Yes, but only because we can find out more
about this world's objects by virtue of our causal relatedness to
them.
Where I think identity becomes less
straightforward is not between entities that aren't worldmates with each other,
but rather between entities that aren't worldmates with us. I don't see (or
at least comprehend) here an answer to my question above.
I still don't know what work is being done
by your use of "concretely" here. If you chase the meaning of the word
"concrete" through any dictionary, all the paths you follow will end up at
some notion of at least a potential causal relationship with some indexical base
object. But if like me you define a world as a causal closure, then it's a
category mistake to speak of a world as "existing" in this conventional sense of
"concrete" existence, because by definition no other world can have a
causal relationship with ours or anything in ours.
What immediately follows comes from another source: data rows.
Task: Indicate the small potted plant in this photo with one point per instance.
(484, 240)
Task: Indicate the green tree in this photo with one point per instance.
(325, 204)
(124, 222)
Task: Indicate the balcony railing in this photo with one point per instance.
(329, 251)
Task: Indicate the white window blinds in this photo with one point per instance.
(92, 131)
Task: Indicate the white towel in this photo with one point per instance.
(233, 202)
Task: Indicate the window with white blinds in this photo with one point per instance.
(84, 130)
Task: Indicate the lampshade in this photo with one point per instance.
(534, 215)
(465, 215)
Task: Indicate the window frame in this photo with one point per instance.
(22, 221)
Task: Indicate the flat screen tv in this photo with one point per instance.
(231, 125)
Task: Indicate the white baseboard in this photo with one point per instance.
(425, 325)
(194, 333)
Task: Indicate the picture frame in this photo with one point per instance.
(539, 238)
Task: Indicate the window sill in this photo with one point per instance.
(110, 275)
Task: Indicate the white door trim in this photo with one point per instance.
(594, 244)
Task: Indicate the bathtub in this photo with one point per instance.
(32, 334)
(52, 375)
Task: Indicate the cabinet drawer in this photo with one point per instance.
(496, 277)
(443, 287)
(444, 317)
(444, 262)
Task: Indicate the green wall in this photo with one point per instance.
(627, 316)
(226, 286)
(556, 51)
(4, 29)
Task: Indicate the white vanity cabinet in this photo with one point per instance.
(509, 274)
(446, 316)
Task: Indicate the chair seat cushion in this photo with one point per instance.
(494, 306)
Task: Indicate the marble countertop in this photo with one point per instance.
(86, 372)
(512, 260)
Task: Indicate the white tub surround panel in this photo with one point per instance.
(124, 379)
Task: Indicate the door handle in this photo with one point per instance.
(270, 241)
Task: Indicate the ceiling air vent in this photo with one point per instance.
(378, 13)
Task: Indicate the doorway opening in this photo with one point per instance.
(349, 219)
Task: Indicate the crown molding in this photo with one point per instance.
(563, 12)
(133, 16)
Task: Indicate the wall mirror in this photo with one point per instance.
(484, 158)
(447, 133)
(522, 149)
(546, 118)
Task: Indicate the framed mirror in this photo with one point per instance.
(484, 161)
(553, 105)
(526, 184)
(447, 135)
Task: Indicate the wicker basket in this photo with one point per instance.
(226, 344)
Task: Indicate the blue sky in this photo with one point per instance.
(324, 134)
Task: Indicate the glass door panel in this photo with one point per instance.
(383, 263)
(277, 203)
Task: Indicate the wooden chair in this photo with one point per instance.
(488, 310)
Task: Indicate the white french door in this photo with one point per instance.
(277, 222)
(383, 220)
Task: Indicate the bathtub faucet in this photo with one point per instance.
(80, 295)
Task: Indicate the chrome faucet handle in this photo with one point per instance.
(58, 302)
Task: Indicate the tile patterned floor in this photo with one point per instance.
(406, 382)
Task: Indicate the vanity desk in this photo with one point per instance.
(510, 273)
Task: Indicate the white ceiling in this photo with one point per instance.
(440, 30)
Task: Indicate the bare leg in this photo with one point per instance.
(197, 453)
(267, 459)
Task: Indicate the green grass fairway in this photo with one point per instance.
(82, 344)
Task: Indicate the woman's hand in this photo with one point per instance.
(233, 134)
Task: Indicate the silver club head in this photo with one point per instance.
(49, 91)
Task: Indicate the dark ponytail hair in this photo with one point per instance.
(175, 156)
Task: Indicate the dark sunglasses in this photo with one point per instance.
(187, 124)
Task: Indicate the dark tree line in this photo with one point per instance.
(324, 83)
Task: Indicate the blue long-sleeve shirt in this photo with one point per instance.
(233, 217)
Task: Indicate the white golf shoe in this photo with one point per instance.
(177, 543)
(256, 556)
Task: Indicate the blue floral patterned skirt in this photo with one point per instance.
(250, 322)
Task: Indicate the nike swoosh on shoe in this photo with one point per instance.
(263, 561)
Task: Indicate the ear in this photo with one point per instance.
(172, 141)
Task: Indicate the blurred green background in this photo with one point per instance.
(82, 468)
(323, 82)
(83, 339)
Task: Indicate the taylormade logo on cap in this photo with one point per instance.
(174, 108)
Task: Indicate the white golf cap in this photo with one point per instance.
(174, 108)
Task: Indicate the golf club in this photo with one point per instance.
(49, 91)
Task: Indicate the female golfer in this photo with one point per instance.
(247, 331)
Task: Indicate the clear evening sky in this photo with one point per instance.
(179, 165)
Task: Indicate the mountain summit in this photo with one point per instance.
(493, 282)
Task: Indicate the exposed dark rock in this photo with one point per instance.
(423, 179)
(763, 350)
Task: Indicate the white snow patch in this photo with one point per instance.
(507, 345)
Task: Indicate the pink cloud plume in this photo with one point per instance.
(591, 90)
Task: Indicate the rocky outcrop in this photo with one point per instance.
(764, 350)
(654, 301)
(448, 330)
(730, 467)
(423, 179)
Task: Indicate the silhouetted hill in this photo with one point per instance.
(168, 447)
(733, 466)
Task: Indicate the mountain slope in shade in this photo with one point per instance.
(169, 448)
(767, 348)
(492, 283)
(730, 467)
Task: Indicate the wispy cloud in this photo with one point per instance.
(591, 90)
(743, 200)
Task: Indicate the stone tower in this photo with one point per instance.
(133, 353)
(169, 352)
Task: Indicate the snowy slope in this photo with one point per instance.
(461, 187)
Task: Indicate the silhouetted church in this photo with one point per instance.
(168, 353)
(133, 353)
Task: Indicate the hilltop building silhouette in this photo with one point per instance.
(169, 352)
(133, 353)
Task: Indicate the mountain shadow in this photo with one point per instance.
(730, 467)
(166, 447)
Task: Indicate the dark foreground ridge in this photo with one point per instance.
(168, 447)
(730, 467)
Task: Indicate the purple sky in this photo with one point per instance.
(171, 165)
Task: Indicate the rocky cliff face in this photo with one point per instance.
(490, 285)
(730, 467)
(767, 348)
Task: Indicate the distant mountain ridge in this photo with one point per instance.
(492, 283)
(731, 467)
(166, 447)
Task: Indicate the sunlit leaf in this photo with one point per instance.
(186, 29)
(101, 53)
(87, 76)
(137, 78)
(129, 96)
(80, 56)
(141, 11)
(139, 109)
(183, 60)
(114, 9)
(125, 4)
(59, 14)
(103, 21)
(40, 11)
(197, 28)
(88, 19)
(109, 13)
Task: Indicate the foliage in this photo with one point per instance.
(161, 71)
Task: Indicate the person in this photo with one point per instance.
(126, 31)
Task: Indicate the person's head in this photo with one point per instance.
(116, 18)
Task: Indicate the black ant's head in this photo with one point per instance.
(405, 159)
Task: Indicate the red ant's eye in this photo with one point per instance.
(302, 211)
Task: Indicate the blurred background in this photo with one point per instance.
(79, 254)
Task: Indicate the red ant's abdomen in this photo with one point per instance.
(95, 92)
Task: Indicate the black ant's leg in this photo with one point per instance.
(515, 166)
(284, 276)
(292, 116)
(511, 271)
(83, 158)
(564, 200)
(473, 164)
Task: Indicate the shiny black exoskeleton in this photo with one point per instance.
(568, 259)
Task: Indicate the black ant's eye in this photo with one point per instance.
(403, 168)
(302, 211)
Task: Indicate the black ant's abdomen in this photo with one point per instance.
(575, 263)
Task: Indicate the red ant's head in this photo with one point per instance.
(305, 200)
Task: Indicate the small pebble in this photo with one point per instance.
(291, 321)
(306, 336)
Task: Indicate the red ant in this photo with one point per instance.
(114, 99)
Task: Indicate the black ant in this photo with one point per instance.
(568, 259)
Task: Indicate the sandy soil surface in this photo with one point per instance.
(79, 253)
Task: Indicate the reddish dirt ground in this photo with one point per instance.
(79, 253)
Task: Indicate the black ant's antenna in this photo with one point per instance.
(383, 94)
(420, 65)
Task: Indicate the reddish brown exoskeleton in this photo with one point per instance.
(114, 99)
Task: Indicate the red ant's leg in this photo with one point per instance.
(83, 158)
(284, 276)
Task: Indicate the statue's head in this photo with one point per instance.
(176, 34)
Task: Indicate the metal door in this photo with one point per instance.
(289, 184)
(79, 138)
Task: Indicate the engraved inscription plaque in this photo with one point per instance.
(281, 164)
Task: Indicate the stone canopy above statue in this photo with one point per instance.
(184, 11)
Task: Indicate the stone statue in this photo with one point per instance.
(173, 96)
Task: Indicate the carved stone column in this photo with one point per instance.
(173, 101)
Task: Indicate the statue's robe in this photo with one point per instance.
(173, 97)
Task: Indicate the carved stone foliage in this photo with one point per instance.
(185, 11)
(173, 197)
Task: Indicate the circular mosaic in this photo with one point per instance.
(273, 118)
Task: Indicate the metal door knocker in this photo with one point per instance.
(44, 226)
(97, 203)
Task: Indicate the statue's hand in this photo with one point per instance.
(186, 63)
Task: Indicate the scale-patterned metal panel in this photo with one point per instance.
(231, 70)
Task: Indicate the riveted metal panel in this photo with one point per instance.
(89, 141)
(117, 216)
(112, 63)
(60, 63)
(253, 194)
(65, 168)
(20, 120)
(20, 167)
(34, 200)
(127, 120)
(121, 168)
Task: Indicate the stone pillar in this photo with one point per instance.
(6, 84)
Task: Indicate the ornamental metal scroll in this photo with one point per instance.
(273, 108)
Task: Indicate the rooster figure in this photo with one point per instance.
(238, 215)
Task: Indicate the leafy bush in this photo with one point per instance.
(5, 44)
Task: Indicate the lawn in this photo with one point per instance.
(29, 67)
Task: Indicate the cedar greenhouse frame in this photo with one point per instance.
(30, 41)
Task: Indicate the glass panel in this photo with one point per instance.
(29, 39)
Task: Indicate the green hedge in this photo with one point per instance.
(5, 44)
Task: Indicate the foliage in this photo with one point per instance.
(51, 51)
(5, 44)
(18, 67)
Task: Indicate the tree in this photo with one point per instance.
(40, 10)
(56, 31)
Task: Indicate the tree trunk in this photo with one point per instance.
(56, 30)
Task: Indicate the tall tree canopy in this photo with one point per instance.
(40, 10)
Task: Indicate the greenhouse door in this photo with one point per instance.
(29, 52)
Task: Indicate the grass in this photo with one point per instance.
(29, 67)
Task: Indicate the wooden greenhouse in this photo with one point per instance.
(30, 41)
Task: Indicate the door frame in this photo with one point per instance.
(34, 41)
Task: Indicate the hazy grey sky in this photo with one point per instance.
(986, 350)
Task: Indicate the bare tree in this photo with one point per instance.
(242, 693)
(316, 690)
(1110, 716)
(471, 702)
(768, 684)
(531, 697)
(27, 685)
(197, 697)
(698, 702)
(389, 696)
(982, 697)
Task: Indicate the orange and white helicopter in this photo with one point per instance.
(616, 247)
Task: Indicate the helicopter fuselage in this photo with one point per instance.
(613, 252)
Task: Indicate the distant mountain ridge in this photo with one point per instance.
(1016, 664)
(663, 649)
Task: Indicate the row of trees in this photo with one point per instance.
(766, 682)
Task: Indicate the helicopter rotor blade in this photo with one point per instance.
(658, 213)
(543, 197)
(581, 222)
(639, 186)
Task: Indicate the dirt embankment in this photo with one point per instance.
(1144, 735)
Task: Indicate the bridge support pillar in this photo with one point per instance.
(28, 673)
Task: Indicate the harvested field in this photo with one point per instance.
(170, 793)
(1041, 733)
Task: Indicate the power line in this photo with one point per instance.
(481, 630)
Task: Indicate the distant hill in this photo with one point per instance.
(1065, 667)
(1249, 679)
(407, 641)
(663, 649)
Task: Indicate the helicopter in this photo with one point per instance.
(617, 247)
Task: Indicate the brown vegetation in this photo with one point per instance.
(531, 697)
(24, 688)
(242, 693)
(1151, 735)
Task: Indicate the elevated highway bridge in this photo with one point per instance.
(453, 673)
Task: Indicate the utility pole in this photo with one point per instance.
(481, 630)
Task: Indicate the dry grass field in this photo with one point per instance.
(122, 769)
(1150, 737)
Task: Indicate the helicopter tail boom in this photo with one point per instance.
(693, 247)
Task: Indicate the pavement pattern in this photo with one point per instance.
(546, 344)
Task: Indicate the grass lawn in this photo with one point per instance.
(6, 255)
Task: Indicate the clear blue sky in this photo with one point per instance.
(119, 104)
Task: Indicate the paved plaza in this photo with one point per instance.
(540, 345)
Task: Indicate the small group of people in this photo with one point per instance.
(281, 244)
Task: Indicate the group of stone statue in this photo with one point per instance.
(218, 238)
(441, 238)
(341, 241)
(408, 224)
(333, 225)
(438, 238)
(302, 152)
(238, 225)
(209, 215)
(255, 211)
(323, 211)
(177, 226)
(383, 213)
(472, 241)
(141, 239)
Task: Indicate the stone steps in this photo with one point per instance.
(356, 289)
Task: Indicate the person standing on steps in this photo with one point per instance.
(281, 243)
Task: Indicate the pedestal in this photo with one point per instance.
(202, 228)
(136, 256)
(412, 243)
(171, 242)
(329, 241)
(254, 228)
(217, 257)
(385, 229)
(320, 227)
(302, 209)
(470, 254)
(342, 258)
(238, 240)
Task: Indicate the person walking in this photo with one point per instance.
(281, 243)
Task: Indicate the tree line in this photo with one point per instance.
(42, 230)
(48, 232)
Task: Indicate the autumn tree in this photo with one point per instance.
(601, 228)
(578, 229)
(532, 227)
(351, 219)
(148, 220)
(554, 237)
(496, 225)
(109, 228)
If so, wouldn't that involve an
isomorphism whose information content is potentially the same size as the
state space itself?
I don't assume that there is a fact about
whether two merely-isomorphic automata are the same world or not. (By "merely
isomorphic" I mean they don't have the trivial isomorphism of having the same
transition rules and a shared state somewhere in their state histories.) The
point of my example was to try to make this assumption unavailable, so that the
straightforward bitstring encoding of an automaton stands as a first-class
instance of a world, and cannot be waved away as just one of the many ways that
the "concrete" world in question can be described.
My answer to your question would be that
every different automaton is a different world, except perhaps for the most
trivial of isomorphisms. Note that for a given purpose, such as in
considering the phenomenology experienced by the worlds' inhabitants, we
might define equivalence classes across strictly different automata and consider
them the same world. But such a perspective wouldn't necessarily be privileged,
and wouldn't be the right way to think about how many worlds there are of the
relevant kinds (which is the key to the problem of induction).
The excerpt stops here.